Originally written by Erik Thomas.
Synopsis:
After the slight letdown of Shadows Are Security, God’s warriors of commercial metal return with an improved and enjoyable but formulaic metalcore record for the masses.
Review:
To me, a band like As I Lay Dying, as with other bands like, say, Killswitch Engage, In Flames and even Bolt Thrower, Amon Amarth and such are the Big Mac of metal–it’s been around for ages, has not changed, won’t change but still when you crave one, it hits the spot perfectly.
Polished, (maybe overly so), catchy, full of hooks, choruses and soupy, melodic riffs and the expected ballads, An Ocean Between Us won’t garner any new AILD dying fans, but will certainly satiate the fans they already have. To these ears, it’s a more confident, focused record than Shadows Are Security, which seemed hesitant after the success of the excellent watershed album, Frail Words Collapse.

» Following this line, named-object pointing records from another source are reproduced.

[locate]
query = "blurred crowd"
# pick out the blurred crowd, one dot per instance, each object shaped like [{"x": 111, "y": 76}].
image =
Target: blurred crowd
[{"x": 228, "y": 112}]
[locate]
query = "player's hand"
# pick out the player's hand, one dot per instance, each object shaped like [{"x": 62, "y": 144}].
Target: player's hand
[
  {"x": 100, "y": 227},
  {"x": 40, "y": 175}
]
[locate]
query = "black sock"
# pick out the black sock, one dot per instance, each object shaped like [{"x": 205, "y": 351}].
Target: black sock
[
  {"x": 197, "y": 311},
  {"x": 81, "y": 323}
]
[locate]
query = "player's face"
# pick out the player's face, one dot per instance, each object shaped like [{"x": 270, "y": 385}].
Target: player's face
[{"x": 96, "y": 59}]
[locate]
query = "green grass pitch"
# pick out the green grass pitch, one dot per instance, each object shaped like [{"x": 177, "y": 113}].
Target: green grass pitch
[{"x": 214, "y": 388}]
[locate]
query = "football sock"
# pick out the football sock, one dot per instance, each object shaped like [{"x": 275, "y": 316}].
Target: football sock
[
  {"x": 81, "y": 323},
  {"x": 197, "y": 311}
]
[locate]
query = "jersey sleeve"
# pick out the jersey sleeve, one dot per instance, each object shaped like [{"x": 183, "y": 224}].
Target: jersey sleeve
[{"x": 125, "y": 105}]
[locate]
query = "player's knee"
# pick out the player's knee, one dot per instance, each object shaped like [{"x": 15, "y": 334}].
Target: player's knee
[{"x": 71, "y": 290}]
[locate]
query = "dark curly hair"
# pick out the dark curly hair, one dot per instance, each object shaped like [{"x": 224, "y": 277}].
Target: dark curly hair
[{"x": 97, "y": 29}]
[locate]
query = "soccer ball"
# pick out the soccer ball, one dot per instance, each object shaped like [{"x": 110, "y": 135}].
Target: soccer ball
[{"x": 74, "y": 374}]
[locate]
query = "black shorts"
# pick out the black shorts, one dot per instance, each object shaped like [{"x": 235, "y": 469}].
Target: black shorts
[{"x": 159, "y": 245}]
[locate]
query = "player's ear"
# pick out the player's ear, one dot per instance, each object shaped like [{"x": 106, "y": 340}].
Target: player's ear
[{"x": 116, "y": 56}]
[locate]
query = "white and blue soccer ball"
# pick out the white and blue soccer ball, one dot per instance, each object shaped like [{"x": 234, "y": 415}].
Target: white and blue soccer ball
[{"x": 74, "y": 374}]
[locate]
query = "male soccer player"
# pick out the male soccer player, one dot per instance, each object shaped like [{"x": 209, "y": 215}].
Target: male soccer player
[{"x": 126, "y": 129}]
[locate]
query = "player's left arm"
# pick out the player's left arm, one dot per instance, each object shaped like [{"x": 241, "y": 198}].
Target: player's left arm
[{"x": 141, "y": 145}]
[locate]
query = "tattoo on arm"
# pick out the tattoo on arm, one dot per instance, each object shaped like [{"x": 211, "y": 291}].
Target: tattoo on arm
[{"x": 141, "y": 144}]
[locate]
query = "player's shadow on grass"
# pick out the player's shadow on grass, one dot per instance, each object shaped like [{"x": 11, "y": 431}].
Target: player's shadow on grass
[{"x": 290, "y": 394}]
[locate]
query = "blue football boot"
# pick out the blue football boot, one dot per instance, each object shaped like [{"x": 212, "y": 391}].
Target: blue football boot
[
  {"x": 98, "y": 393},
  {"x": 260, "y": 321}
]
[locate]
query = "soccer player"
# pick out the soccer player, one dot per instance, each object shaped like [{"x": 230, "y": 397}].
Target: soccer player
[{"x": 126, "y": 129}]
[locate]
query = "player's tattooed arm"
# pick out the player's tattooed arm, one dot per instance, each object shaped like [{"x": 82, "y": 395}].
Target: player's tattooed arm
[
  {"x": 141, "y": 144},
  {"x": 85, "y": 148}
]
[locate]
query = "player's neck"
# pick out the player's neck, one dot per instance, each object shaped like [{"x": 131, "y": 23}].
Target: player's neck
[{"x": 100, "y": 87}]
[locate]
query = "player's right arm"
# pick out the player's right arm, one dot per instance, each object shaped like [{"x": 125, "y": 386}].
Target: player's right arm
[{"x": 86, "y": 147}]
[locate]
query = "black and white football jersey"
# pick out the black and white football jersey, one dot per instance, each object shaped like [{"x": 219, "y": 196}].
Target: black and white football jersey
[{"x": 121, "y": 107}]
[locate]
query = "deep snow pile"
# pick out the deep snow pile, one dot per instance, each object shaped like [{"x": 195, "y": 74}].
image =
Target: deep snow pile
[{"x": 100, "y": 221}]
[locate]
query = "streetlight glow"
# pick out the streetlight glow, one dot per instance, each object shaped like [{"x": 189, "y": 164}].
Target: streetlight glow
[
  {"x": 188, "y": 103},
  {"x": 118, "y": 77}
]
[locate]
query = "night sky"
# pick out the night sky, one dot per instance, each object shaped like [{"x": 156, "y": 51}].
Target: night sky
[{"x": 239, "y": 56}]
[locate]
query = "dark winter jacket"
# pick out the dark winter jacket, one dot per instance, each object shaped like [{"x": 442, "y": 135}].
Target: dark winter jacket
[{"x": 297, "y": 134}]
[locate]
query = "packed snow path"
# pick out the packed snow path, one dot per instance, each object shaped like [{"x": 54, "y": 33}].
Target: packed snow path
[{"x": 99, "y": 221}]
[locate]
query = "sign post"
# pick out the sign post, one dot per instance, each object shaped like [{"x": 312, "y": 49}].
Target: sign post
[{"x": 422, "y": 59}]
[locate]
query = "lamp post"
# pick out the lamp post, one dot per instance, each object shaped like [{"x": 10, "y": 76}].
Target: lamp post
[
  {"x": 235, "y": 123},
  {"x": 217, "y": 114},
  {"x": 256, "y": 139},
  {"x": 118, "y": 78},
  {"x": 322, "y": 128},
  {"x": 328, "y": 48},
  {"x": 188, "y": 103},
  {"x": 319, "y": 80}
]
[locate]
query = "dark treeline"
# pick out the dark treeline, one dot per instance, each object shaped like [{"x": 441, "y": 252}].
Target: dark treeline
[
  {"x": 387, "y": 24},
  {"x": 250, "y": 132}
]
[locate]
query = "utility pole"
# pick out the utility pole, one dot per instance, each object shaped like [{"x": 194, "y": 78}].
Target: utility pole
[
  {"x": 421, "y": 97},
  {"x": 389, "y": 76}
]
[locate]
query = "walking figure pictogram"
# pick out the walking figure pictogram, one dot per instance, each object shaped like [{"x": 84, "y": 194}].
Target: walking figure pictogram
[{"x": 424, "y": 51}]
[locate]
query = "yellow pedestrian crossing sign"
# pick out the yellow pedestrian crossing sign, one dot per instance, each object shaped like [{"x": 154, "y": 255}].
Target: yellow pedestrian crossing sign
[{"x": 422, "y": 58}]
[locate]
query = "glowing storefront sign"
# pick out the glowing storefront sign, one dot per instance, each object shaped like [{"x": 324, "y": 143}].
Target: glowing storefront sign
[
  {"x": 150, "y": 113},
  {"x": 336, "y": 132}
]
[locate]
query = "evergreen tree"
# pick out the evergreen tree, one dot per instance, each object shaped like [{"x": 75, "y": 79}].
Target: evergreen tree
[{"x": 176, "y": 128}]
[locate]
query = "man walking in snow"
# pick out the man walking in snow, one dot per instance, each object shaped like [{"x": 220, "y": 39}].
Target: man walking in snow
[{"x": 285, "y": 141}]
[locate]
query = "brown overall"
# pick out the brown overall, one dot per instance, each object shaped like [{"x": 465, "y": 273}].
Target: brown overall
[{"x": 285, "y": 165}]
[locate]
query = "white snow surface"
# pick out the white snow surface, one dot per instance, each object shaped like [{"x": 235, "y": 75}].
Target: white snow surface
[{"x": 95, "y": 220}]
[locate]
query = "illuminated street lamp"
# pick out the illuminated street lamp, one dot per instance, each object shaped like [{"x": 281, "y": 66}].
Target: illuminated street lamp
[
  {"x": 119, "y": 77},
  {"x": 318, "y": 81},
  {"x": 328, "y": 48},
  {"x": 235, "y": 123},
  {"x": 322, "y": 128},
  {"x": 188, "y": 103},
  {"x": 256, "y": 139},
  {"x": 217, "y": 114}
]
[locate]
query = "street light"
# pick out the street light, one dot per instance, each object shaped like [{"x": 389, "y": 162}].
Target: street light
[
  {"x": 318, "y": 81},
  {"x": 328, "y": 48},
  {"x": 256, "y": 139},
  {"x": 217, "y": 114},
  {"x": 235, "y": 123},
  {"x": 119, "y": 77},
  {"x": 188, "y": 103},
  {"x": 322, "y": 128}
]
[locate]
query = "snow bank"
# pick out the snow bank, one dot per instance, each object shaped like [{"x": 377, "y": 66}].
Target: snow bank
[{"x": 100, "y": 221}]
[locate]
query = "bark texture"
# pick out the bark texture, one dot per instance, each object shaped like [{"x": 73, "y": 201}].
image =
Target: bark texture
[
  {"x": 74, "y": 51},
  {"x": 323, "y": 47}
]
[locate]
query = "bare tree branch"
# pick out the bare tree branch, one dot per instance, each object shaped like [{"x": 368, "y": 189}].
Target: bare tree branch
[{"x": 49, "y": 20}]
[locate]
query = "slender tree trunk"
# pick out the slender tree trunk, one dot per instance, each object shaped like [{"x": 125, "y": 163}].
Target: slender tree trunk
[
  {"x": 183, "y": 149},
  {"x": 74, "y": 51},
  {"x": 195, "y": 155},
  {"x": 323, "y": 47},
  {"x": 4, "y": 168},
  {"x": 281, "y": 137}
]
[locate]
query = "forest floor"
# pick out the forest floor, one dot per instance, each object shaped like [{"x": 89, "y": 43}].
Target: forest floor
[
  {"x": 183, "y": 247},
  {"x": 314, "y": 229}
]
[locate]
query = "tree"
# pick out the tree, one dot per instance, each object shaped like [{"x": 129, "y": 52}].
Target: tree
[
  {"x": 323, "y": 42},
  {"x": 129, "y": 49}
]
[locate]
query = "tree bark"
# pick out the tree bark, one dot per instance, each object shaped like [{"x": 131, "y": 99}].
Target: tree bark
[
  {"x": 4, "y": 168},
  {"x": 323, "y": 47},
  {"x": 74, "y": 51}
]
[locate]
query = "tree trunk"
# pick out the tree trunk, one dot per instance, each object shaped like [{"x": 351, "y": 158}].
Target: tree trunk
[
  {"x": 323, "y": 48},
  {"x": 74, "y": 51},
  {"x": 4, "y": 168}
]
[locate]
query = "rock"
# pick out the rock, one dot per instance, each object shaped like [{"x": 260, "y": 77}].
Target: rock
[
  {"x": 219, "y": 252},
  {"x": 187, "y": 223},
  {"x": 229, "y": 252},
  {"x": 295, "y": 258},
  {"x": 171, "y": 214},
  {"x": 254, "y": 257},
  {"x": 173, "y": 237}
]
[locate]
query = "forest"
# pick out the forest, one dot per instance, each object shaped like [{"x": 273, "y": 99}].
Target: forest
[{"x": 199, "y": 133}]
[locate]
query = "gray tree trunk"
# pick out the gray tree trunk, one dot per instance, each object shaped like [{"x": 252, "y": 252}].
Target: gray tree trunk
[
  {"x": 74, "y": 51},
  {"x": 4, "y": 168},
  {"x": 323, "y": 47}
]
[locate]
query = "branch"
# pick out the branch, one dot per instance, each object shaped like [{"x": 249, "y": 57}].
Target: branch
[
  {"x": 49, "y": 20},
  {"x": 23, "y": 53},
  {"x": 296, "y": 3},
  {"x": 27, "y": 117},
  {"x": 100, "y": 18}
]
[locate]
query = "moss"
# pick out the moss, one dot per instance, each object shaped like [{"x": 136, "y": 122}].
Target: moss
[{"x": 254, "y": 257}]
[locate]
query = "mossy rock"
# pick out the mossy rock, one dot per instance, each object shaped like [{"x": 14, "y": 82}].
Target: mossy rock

It’s as if the band are trying to fight off the likes of War of Ages, Still Remains, Destroy the Runner, Inhale/Exhale and other bands in the suddenly popular Christian metalcore genre that seemed to have copied AILD’s template. The band seems driven and angrier than before. Though of course, sugary Christian metalcore for Hot Topic shoppers, will never be really ‘angry’ per say, but Tim Lambesis seems a bit gruffer with slightly less accompanying clean croons, and drummer Jordan Mancino seems to be hitting the skins a bit harder, though that could be due to the still overly processed and synthetic production and mix (courtesy of Adam Dutkiewicz and Colin Richardson) the band utilizes.
Tracks like the thunderous opener (of course after the intro “Separation”) “Nothing Left”, surprising thrashers “Within Destruction”, “Comfort Betrays”, and “Bury Us All,” though still littered with the expected choruses and hooks, seem to rumble with a slightly more furious and determined gait. Of course there’s plenty of radio friendly / MTV fodder by way of the rather forgetful title track, “Forsaken”, ballad “I Never Wanted”, “The Sound of Truth” and closer “This Is Who We Are” and interludes (“Separation”, “Departed”) that will keep girls happy and move units for Metal Blade.
If you don’t like metalcore, especially overly produced, packaged, predictable Christian metalcore, you probably should not even be reading this review, but if you, like me, don’t mind a Big Mac once in while, even if there are billions served, As I Lay Dying have delivered a pretty quality effort that should see them continue to be the likeable darlings of the mainstream metal media.